We live in a world of the Internet of Things (IoT). Embedded electronics with internet connectivity simplify tasks and are a pervasive part of our daily lives. Typically, the younger generations are very adept at navigating the IoT while many seniors feel overwhelmed by technology, devices, and the internet in general. The good news is that learning the basics and becoming a tech-savvy senior is not that hard, particularly if you take a couple of weeks to get acclimated and have some guidance in the form of online tutorials or personal assistance. Digital literacy training will give a senior the confidence and skills they need to access information and online services.
What is a computer anyway? It is an electronic device that manipulates information in a coded format. A computer can store, retrieve, and process information or data. The data is rendered through software applications that provide us screen displays of written text, pictures, video, and sound. The personal information age began with the desktop computer. A desktop personal computer (PC) has a screen (monitor), a keyboard and a mouse for input, and the hardware box called a tower. It is connected by the main power cable and is thus stationary. A laptop computer, also called a notebook, is a self-contained, thin box that opens like a clamshell. The monitor is on top, and the keyboard and mouse are below. Laptops are portable, and while it has a power cable to plug into a wall, it also has a battery that can last for hours without the need for an electrical outlet.
Newer versions of traditional computers are available because microprocessors became so small and efficient that miniaturization is commonplace in the forms of tablets, smartphones, and wearable devices. A tablet is a wireless, portable, lightweight personal computer that utilizes a touch screen, which allows for input via fingertip touch. It is a single flat surface monitor and has a camera for photo and video capabilities. Like a laptop, a tablet is charged via a wall outlet but has a battery that can last for hours. The tablet is smaller than a laptop or notebook computer but larger than a smartphone. Smartphones and wearable devices like a smartwatch or medical device have cellular capabilities for internet connectivity and are essentially a portable mini-computer. Like a tablet, they have a touch screen and a camera. These smallest of devices use cellular tower connections or Wi-Fi connections, often referred to as a "hot spot." Wi-Fi “is the name of a popular wireless networking technology that uses radio waves to provide wireless high-speed Internet and network connections.” Smartphones, watches, and wearable medical devices all have battery powers that must occasionally be recharged.
All of these types of computer can connect to the internet of things that enable you to browse internet content, use email, play games, listen to music, watch movies, engage in social media like Facebook or Twitter, video chat with Skype or FaceTime, shop online, and edit/share videos and photos. There are many more uses for the IoT, such as making your living environment a smart home by using internet controls (applications or “apps”) to change your environmental lighting, heating, or cooling. Or connect your vital signs to your medical professionals via a wearable diagnostic device, remotely monitor your front door with a doorbell camera, and even manage your finances, providing you have a safe and secure online connection.
If you have a grandchild or technically-able adult child talk to them about which particular type of computer is best suited to you. Many computers that are available today are explicitly geared toward the aging population with larger font sizes and buttons, and voice controls. Once you select your computer, get help connecting the device to the online world. Eventually, you will learn how to configure your connectivity, but your first steps should be about familiarizing yourself with the basics of the technology.

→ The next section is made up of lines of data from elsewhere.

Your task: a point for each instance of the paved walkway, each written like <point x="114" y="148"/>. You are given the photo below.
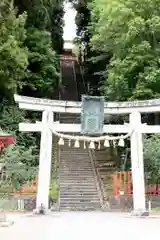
<point x="81" y="226"/>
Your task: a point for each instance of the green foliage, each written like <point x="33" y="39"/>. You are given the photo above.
<point x="43" y="75"/>
<point x="13" y="55"/>
<point x="17" y="162"/>
<point x="152" y="158"/>
<point x="30" y="38"/>
<point x="128" y="31"/>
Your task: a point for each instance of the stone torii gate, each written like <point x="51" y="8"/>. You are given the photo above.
<point x="49" y="107"/>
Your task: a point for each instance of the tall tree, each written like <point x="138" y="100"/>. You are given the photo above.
<point x="129" y="30"/>
<point x="13" y="53"/>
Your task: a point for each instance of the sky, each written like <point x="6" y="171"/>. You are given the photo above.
<point x="70" y="26"/>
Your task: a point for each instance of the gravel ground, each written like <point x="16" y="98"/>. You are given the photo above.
<point x="81" y="225"/>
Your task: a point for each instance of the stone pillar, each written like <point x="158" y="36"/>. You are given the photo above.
<point x="44" y="163"/>
<point x="139" y="206"/>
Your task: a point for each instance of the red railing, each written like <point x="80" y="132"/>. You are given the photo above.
<point x="122" y="185"/>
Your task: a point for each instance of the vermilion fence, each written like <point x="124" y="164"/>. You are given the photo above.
<point x="122" y="185"/>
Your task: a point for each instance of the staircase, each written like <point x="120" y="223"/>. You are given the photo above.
<point x="78" y="183"/>
<point x="79" y="188"/>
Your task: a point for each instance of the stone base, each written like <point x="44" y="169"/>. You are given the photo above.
<point x="140" y="213"/>
<point x="4" y="222"/>
<point x="41" y="211"/>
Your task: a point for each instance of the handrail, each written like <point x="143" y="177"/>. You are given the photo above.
<point x="97" y="177"/>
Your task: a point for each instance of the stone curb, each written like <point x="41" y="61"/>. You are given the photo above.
<point x="6" y="223"/>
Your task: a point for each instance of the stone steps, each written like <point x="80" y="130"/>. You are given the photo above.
<point x="78" y="190"/>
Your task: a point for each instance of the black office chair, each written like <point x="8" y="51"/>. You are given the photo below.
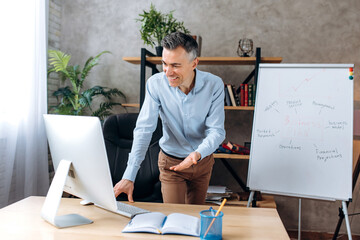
<point x="118" y="135"/>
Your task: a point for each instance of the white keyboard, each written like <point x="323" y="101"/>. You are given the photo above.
<point x="129" y="210"/>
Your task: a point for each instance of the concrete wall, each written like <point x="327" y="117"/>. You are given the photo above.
<point x="308" y="31"/>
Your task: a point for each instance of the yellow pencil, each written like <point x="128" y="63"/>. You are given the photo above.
<point x="217" y="213"/>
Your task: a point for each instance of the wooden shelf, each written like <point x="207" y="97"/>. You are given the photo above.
<point x="212" y="60"/>
<point x="231" y="156"/>
<point x="130" y="105"/>
<point x="137" y="105"/>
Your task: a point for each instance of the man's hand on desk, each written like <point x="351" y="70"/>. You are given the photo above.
<point x="187" y="162"/>
<point x="124" y="186"/>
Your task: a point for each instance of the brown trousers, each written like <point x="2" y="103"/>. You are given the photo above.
<point x="188" y="186"/>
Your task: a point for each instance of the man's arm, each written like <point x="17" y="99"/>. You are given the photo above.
<point x="215" y="132"/>
<point x="124" y="186"/>
<point x="214" y="123"/>
<point x="145" y="126"/>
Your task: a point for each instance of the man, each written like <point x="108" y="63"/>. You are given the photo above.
<point x="191" y="106"/>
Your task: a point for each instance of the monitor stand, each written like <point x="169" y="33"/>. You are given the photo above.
<point x="53" y="198"/>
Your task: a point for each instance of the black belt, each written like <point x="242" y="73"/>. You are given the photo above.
<point x="169" y="155"/>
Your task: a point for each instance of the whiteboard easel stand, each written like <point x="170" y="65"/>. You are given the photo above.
<point x="344" y="210"/>
<point x="299" y="223"/>
<point x="341" y="215"/>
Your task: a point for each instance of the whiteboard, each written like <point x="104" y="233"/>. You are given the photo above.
<point x="303" y="131"/>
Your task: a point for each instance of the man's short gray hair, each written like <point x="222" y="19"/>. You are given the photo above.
<point x="176" y="39"/>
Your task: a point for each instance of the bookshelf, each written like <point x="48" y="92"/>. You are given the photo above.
<point x="148" y="59"/>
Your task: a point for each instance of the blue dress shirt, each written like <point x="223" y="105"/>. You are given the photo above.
<point x="192" y="122"/>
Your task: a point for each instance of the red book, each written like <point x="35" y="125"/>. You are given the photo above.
<point x="246" y="102"/>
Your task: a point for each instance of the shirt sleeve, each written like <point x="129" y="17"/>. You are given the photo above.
<point x="145" y="126"/>
<point x="214" y="123"/>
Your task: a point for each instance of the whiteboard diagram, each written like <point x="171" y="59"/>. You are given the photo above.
<point x="303" y="131"/>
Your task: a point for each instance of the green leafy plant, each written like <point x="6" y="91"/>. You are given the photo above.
<point x="73" y="100"/>
<point x="156" y="25"/>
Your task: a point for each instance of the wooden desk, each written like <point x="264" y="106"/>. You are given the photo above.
<point x="22" y="220"/>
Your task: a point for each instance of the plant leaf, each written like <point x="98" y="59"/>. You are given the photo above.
<point x="59" y="60"/>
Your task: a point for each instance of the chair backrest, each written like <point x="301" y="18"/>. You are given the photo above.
<point x="118" y="134"/>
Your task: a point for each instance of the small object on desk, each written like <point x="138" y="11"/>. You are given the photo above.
<point x="215" y="194"/>
<point x="212" y="224"/>
<point x="86" y="203"/>
<point x="236" y="148"/>
<point x="159" y="223"/>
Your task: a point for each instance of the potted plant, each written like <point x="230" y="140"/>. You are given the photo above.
<point x="156" y="25"/>
<point x="73" y="99"/>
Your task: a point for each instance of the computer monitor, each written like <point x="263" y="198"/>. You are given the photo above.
<point x="79" y="156"/>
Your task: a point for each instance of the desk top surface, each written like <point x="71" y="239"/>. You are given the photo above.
<point x="22" y="220"/>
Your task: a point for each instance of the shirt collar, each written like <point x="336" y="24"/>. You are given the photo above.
<point x="199" y="80"/>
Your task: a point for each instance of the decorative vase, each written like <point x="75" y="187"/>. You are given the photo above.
<point x="159" y="51"/>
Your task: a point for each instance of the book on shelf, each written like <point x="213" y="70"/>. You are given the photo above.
<point x="246" y="94"/>
<point x="250" y="92"/>
<point x="237" y="100"/>
<point x="232" y="98"/>
<point x="253" y="94"/>
<point x="159" y="223"/>
<point x="227" y="96"/>
<point x="242" y="94"/>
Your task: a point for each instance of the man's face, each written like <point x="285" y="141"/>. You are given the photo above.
<point x="178" y="67"/>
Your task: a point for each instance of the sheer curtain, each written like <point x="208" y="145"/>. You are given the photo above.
<point x="23" y="100"/>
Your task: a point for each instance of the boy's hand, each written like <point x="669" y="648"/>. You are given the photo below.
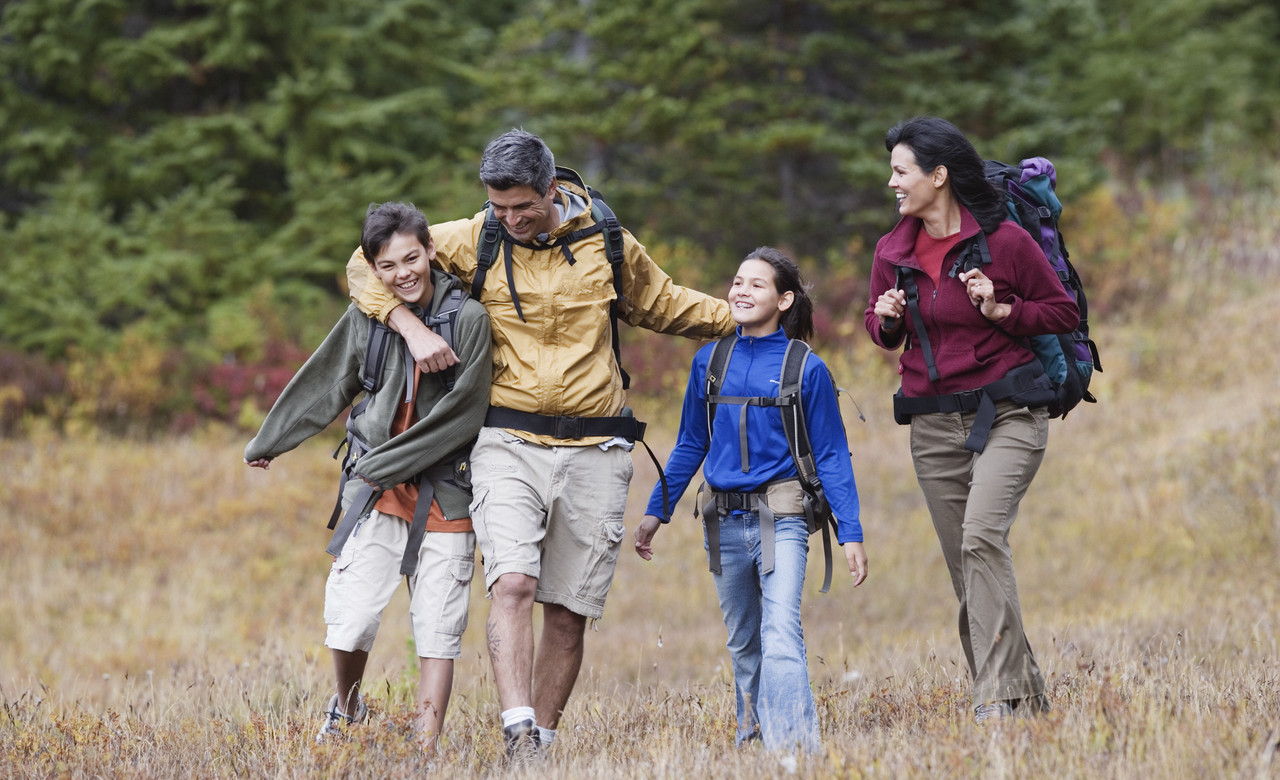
<point x="644" y="536"/>
<point x="856" y="557"/>
<point x="430" y="351"/>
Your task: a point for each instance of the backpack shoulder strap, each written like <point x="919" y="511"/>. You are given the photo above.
<point x="444" y="323"/>
<point x="375" y="356"/>
<point x="906" y="283"/>
<point x="490" y="237"/>
<point x="716" y="375"/>
<point x="790" y="384"/>
<point x="817" y="509"/>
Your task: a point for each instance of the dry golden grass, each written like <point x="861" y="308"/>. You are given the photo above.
<point x="160" y="609"/>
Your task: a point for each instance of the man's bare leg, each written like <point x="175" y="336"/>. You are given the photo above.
<point x="434" y="684"/>
<point x="560" y="657"/>
<point x="510" y="633"/>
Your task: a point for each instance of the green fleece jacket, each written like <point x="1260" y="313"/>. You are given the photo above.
<point x="448" y="420"/>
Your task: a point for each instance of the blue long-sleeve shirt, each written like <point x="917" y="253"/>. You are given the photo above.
<point x="755" y="369"/>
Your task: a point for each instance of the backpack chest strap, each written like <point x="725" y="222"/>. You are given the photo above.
<point x="766" y="401"/>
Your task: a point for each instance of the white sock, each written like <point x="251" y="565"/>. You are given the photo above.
<point x="516" y="715"/>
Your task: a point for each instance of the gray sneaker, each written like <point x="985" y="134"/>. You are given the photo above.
<point x="524" y="743"/>
<point x="995" y="711"/>
<point x="334" y="719"/>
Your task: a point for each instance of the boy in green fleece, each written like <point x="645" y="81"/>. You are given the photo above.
<point x="406" y="488"/>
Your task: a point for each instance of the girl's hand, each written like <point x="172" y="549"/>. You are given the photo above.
<point x="982" y="293"/>
<point x="890" y="308"/>
<point x="856" y="557"/>
<point x="644" y="536"/>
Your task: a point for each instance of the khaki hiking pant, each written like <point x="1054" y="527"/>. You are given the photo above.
<point x="973" y="500"/>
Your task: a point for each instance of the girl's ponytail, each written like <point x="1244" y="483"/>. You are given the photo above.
<point x="798" y="320"/>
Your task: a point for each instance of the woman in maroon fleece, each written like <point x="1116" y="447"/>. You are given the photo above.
<point x="972" y="391"/>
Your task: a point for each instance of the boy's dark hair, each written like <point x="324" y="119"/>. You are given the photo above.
<point x="936" y="142"/>
<point x="384" y="220"/>
<point x="798" y="320"/>
<point x="517" y="159"/>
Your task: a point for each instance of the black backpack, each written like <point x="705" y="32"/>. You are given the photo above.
<point x="380" y="337"/>
<point x="817" y="509"/>
<point x="1069" y="359"/>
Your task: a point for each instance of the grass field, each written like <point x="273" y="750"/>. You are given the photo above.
<point x="160" y="612"/>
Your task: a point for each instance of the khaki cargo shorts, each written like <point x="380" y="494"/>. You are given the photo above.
<point x="551" y="512"/>
<point x="365" y="576"/>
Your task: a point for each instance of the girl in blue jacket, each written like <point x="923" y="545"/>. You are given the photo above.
<point x="762" y="605"/>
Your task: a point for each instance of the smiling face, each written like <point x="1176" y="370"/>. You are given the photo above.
<point x="754" y="300"/>
<point x="405" y="268"/>
<point x="524" y="211"/>
<point x="917" y="190"/>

If you are unfamiliar with using a computer, visit a local library or bookstore. There are a variety of computer “self-help” books that describe different types of technologies, and you can use the book as a reference if you can't remember everything at first. The book by Nancy C. Muir, Computers for Seniors, subtitled for Dummies is a good "getting started" read and is part of a series of how-to books that simplify learning. If you already have access to the internet, several online services provide technology lessons and instructional videos at no cost. These tutorials allow you to work at your own pace; even will enable you to repeat a section that you might find particularly challenging to grasp. GCFGlobal and TechBoomers.com are easy and free websites that can help you learn the necessary computer skills to engage in the IoT. If you are somewhat familiar with computers, you can also "Google" search (or use another search engine) and browse YouTube for video instructions that provide quick overviews of general computer understanding and specifics like setting up a Facebook account or creating a Skype account.
Being comfortable in the online world brings many benefits to an aging senior. Even if you have zero computer experience, do not be afraid to engage in computer and online technology. Grab a trusted tech-savvy friend or grandchild who can help you take your first few steps. There are so many ways that being online can connect you to friends and loved ones, your medical professionals, keep you from feeling isolated or bored, allow you to explore the virtual world and spark new interests to keep you mentally engaged. Once you have mastered the computer technology basics, use your interests to help guide you to topics that you find most engaging. Begin with someone who can point you in the right direction to make your learning experience easy and fun while staying protected in online communities.